Yesterday saw the unveiling of Shine Ireland’s free app which addresses issues such as online friendships and safety; the use of smart devices; bullying and peer pressure.
Shine Ireland’s first social skills app is approaching 40,000 downloads worldwide and has won the Net Visionary Award for “Best Innovation in Technology for Learning” and the Excellence in the Community Award from Chambers Ireland.
“Children and adolescents with high functioning autism and Asperger Syndrome can find social situations very difficult and stressful,” said Laura Crowley, director of education at Shine Ireland.
“There are so many social rules that are not instinctive to people with autism, which means that they have to work at learning these rules. This can be confusing and cause anxiety as many social rules are unwritten and not spoken about.”
As with the first social skills app, the premise of the new game sees users learn social skills in order to aid an alien character called Kloog navigate our social rules and customs after he crash lands on Earth.
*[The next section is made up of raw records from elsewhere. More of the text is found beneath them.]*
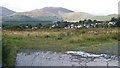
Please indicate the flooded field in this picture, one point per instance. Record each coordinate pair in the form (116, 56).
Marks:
(69, 58)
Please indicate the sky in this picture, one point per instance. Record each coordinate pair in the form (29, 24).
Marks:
(97, 7)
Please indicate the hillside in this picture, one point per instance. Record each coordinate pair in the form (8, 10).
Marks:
(47, 11)
(5, 11)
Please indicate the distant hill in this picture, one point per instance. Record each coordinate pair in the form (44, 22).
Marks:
(50, 14)
(5, 11)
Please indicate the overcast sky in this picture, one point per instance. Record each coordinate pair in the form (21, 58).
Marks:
(98, 7)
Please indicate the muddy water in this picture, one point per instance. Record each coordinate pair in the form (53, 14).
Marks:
(69, 58)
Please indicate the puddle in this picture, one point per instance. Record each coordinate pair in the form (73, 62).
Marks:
(69, 58)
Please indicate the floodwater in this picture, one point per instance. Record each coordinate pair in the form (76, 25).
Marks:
(69, 58)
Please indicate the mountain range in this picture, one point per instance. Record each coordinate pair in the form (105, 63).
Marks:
(50, 14)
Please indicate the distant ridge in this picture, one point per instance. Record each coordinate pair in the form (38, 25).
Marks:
(52, 14)
(5, 11)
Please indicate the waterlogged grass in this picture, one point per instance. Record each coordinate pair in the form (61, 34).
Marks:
(90, 40)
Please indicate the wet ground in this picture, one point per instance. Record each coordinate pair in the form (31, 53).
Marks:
(69, 58)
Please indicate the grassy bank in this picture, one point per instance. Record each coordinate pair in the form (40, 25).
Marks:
(91, 40)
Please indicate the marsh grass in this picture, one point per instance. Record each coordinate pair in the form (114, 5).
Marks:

The sequel sees Kloog return to his home planet, and follows the outline of the first app. Progress through the app is reward driven with a series of quizzes and bonus animations.
“The reason that the quizzes are built into the app is to test concept comprehension and there is restricted progress through the app until the user reaches the required level of understanding,” said Ms Crowley.
“These evaluations of understanding are key in ensuring that progress is based on increased competencies in each area of the app.”
Funded by the Bon Secours Hospital Cork’s Community Initiative Fund and designed by Creative Design & Web Development Studio Doodle Creative, the app is available for free on the Google Play and iTunes store.
“It is a project that Cork can be very proud of as the thought leadership and the creative development of the project came from this city,” said Andrew McCarthy of Bon Secours Hospital Cork.
“The app provides a key support to children with autism, and their families, locally, nationally and internationally and it’s making a significant difference in the lives of children with autism, and their families who need it the most. We are proud to help support and develop that spirit of innovation,” he said.
Chris Davies, of the Cork-based Doodle Creative, described developing the app as the “most unique, challenging and rewarding projects that we have ever worked on and we have loved every minute of it”.